Our speech isn’t free because we locked it up and threw away the key. Prisons aren’t free speech zones, and Amazon servers aren’t either.

I don’t have any glib solution to this problem. I don’t have any answers but I hope I’m asking the right questions, and I hope you’ll ask them with me. I think that owning your own hardware is important. I think that open-source, free software is important. I think that having intellectual and physical ownership over what you do is important, which is why we should do less things with computers, and more of what we do should be built ourselves.
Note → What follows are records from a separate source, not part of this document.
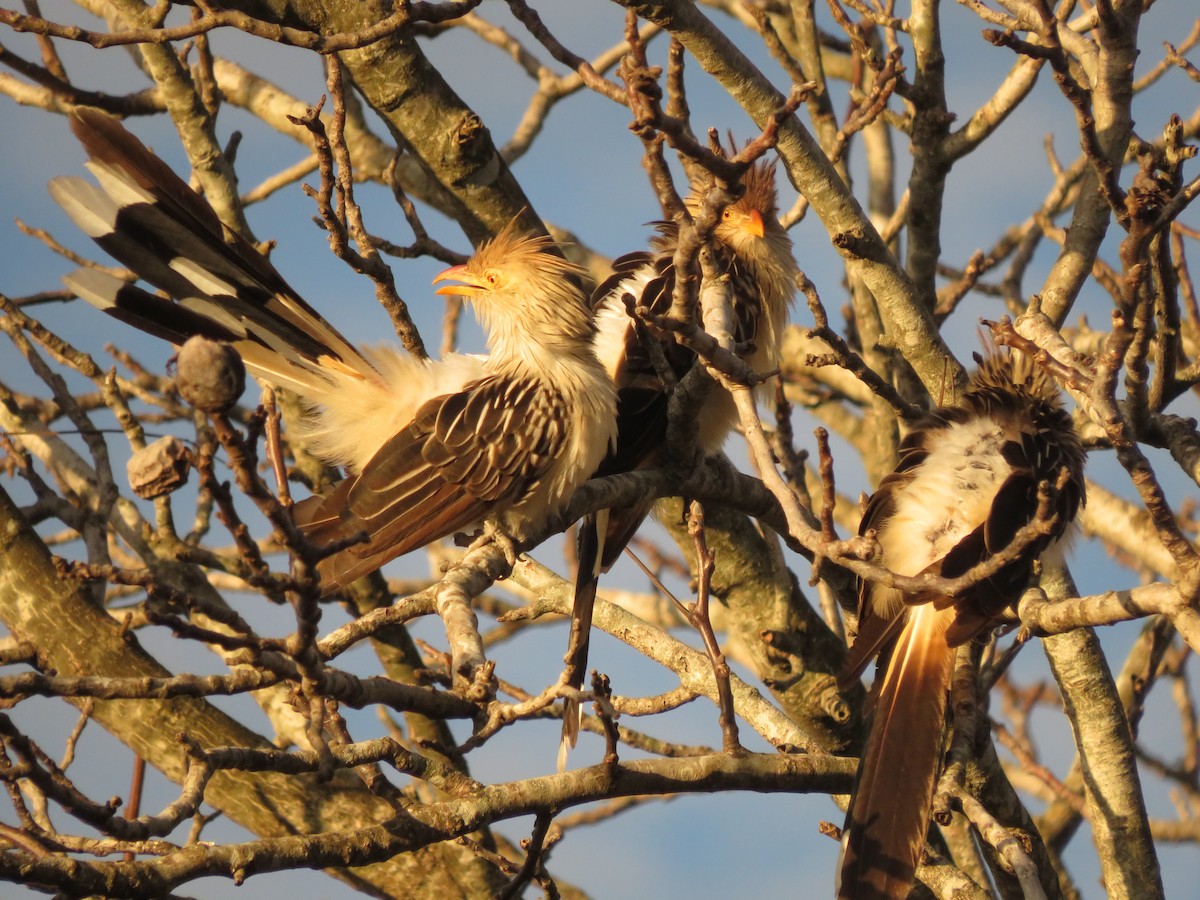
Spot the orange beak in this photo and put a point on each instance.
(472, 283)
(754, 223)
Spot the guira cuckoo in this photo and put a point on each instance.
(757, 252)
(431, 448)
(967, 481)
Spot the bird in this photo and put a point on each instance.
(757, 255)
(430, 448)
(967, 480)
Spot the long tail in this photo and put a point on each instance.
(145, 216)
(589, 557)
(889, 815)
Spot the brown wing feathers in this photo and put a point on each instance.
(889, 813)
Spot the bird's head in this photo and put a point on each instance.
(521, 288)
(748, 220)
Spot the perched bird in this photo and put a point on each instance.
(966, 484)
(759, 253)
(431, 448)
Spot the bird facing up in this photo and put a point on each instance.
(759, 256)
(431, 448)
(967, 481)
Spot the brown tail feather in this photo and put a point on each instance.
(889, 816)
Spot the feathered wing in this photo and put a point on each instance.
(435, 448)
(463, 455)
(761, 274)
(147, 217)
(973, 472)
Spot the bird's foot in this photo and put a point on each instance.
(493, 533)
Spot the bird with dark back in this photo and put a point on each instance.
(967, 483)
(757, 253)
(431, 448)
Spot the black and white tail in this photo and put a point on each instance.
(147, 217)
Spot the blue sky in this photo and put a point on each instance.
(585, 174)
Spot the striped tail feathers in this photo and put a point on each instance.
(175, 323)
(589, 564)
(889, 815)
(147, 217)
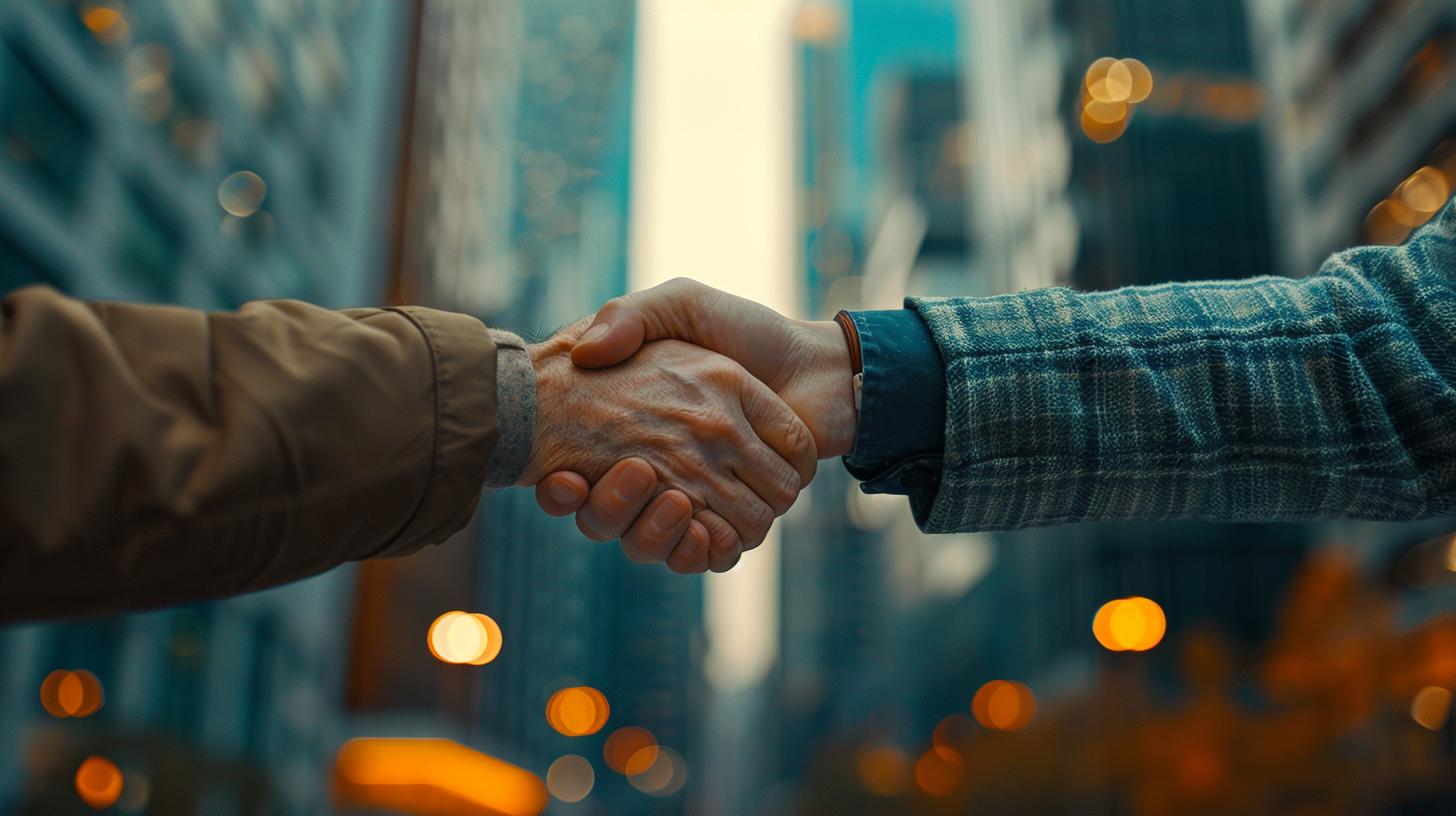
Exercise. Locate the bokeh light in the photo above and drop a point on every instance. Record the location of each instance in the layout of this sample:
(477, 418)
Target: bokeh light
(465, 637)
(1142, 79)
(577, 711)
(570, 778)
(664, 775)
(72, 694)
(105, 21)
(952, 732)
(939, 773)
(1430, 707)
(1102, 133)
(629, 751)
(881, 768)
(1130, 624)
(1424, 191)
(98, 783)
(1110, 91)
(242, 193)
(1003, 705)
(404, 774)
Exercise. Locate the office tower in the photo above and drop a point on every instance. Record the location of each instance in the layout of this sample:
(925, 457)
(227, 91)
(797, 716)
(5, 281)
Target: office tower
(1360, 99)
(197, 153)
(517, 185)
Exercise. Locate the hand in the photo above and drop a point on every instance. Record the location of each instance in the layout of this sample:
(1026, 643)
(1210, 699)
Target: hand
(807, 363)
(725, 445)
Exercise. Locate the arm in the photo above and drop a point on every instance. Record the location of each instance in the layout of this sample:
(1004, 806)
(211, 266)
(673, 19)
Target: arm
(152, 455)
(1255, 399)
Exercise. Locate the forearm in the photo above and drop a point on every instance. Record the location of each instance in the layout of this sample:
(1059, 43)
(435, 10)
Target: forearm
(1258, 399)
(152, 455)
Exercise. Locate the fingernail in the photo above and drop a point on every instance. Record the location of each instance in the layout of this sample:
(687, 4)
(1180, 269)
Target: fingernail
(596, 332)
(632, 484)
(669, 516)
(561, 494)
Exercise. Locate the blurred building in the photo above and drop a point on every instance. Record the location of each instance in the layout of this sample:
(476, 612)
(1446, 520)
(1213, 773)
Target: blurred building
(1360, 98)
(517, 182)
(890, 634)
(197, 153)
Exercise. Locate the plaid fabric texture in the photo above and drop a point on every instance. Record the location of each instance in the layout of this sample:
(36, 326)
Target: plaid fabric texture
(1251, 399)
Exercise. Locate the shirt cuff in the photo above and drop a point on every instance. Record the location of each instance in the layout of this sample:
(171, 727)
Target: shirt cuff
(514, 410)
(901, 414)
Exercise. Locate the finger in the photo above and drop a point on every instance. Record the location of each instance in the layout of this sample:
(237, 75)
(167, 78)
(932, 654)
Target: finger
(618, 499)
(781, 429)
(616, 332)
(724, 547)
(690, 554)
(658, 529)
(562, 493)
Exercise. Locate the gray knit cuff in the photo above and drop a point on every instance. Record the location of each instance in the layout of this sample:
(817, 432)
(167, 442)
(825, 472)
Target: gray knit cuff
(514, 410)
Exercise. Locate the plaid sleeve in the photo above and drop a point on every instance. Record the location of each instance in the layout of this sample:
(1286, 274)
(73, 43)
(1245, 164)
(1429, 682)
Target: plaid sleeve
(1252, 399)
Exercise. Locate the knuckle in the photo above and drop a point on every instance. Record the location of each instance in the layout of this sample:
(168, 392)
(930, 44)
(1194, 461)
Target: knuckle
(717, 426)
(798, 439)
(759, 516)
(635, 552)
(588, 526)
(728, 561)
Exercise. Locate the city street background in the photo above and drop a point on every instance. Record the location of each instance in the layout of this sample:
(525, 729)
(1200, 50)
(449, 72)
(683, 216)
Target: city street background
(527, 159)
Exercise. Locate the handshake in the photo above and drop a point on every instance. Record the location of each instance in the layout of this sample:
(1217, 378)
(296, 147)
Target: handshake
(685, 420)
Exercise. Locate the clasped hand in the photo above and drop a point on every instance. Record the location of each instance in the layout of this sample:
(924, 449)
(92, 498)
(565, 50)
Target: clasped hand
(685, 420)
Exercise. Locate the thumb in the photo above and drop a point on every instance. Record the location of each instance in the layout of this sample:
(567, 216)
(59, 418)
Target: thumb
(615, 334)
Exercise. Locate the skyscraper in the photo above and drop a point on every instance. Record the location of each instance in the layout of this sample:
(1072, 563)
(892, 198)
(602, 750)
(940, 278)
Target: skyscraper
(195, 153)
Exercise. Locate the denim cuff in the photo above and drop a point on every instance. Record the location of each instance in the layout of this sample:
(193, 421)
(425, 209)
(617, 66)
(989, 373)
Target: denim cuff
(901, 414)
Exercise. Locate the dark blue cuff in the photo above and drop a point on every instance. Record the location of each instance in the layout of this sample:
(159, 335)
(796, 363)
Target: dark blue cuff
(901, 410)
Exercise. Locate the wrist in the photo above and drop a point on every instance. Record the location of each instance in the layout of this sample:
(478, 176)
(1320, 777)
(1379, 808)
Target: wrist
(829, 389)
(551, 362)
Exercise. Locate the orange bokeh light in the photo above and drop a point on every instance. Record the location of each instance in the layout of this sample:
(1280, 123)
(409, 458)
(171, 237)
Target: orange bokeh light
(939, 773)
(1003, 705)
(1430, 707)
(881, 768)
(72, 694)
(577, 711)
(465, 638)
(1129, 624)
(629, 751)
(433, 777)
(98, 783)
(105, 22)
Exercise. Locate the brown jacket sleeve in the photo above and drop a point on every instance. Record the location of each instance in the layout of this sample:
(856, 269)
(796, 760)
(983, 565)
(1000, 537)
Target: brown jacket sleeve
(152, 455)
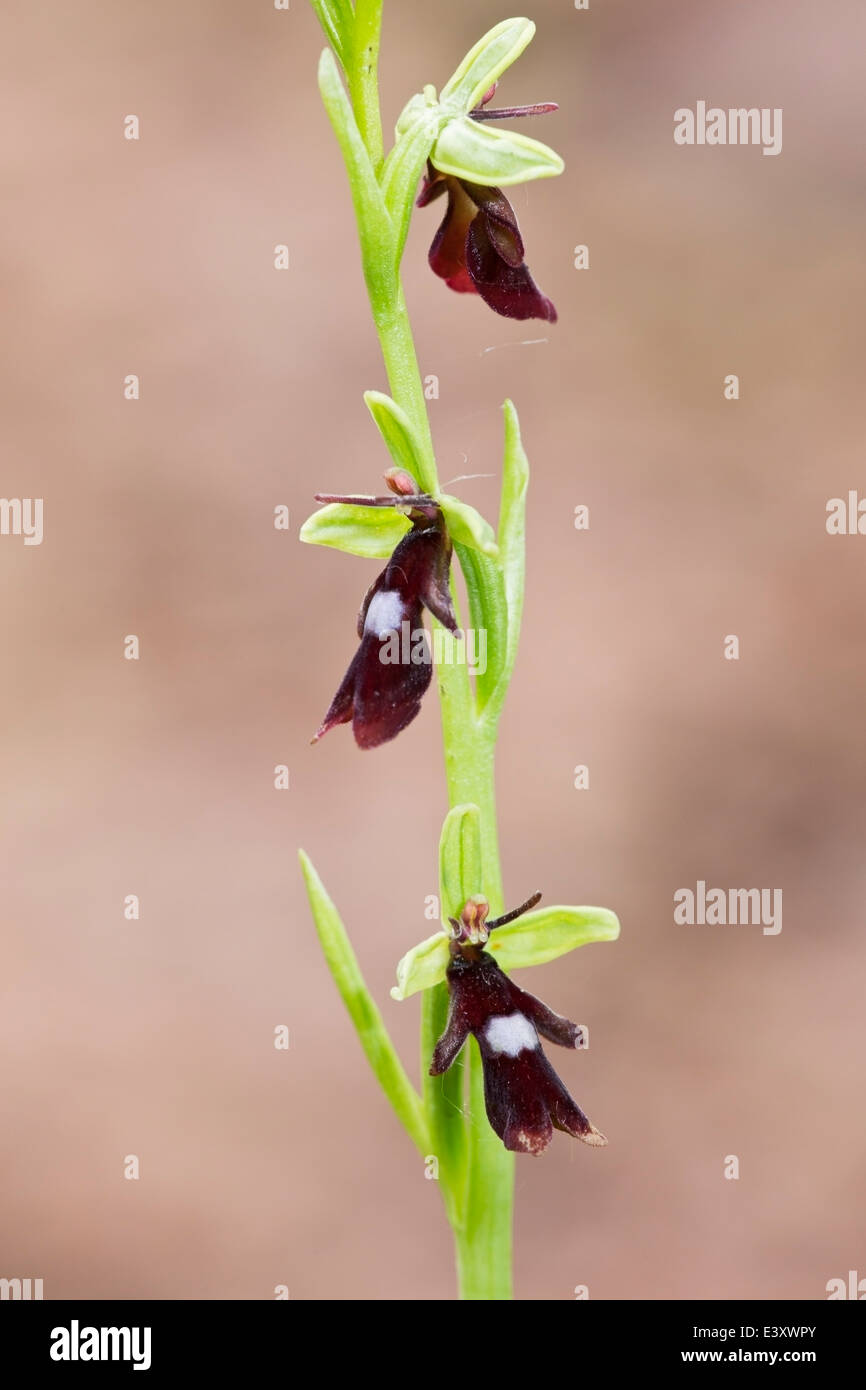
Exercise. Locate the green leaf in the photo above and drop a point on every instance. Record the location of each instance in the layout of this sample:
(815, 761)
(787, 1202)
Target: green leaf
(548, 933)
(487, 61)
(491, 156)
(370, 531)
(337, 20)
(423, 966)
(363, 1012)
(467, 526)
(459, 859)
(396, 431)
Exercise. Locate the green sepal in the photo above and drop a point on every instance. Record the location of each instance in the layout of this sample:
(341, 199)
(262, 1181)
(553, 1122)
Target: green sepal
(396, 431)
(489, 156)
(467, 527)
(423, 966)
(485, 63)
(373, 533)
(534, 938)
(548, 933)
(405, 166)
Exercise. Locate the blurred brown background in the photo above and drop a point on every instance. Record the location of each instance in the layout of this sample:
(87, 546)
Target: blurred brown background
(154, 777)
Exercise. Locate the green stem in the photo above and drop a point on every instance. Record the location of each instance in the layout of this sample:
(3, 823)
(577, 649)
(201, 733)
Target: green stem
(403, 375)
(363, 77)
(476, 1172)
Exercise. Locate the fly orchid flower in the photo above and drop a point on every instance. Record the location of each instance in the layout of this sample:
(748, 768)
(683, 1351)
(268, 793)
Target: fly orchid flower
(381, 695)
(524, 1098)
(478, 248)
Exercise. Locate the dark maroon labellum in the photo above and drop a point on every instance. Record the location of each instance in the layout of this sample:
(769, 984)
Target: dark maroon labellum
(478, 249)
(381, 697)
(526, 1100)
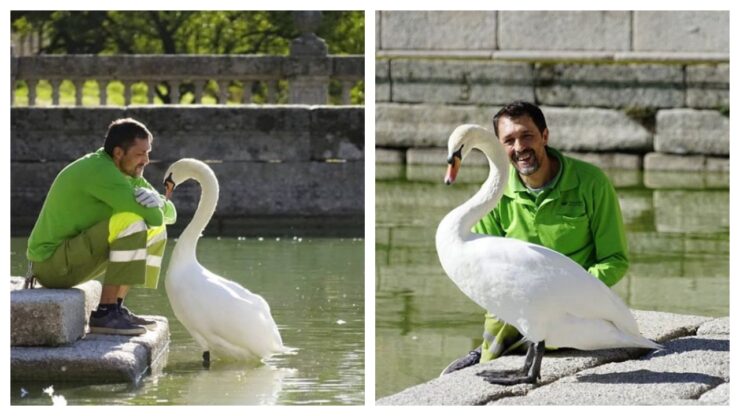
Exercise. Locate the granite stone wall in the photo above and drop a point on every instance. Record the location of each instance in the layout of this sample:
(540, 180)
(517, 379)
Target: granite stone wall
(649, 86)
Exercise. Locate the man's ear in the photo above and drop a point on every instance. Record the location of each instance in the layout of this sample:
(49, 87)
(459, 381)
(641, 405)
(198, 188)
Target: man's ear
(118, 153)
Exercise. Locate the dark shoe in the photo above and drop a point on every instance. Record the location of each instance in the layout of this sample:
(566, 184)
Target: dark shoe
(114, 323)
(472, 358)
(137, 320)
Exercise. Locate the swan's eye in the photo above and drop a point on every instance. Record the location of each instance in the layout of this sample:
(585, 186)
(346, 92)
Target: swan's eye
(457, 154)
(169, 180)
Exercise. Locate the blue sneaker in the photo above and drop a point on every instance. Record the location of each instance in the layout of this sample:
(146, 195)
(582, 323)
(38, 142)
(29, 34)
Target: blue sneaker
(114, 323)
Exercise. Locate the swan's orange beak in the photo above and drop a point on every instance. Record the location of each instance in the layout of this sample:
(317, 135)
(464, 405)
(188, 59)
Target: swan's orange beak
(169, 186)
(452, 167)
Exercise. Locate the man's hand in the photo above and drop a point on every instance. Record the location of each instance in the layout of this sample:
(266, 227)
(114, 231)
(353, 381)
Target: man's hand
(148, 198)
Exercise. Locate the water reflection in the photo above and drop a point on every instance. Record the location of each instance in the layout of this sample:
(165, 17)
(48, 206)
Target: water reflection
(678, 234)
(315, 288)
(231, 383)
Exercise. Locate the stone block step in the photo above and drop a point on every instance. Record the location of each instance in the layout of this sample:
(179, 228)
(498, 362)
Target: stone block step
(50, 317)
(95, 358)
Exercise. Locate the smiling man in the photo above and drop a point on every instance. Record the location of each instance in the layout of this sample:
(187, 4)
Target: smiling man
(552, 200)
(101, 217)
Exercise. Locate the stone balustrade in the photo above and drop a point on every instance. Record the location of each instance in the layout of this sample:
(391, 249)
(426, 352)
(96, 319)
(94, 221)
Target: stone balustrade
(308, 70)
(170, 72)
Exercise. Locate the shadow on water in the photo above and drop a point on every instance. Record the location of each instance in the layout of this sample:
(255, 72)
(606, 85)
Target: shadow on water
(315, 288)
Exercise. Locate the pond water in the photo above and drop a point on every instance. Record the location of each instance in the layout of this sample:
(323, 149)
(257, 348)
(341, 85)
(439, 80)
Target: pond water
(678, 233)
(315, 288)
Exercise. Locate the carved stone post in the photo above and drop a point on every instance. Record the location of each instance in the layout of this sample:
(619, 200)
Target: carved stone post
(310, 66)
(13, 71)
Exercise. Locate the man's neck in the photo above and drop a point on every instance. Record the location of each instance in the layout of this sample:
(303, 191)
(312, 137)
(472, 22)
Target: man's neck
(547, 171)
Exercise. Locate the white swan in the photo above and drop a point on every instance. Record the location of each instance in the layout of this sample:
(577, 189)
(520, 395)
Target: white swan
(545, 295)
(223, 317)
Ownership — physical and intellectual — matters more than we realize. We’ve built an entire society on delegating nearly every requirement for life, including speech, to others, and now we must reap the consequences. I don’t know what a solution looks like, especially because I’m a software developer by trade. It’s easy to for me to advocate for open source software, and managing your own hardware. I worked on a bootloader for x86 architectures over Christmas. I study operating system and compiler development in my spare time. I write a lot of my own tools, because I enjoy it. I built this website. I’m working on setting up on my own server infrastructure in my basement, once I own it. I build my own computers from parts. I use Arch Linux. None of these things are causes to boast, or make me special — any intelligent person who finds these sorts of things interesting and spends enough time on self-education can easily do the same. But at the same time, many people don’t enjoy this, and it’s not feasible for them to take this kind of control over their technology.

I’m also kind of a hypocrite because I have a Twitter account and I watch a lot of Youtube. I want to stop but I don’t because Mark Zuckerberg’s basement has a big TV and heated floors and surely the whole McDonalds’s dumpsters business won’t happen to little old me after all.

I’ll keep reading and writing about this, and perhaps I will become wiser.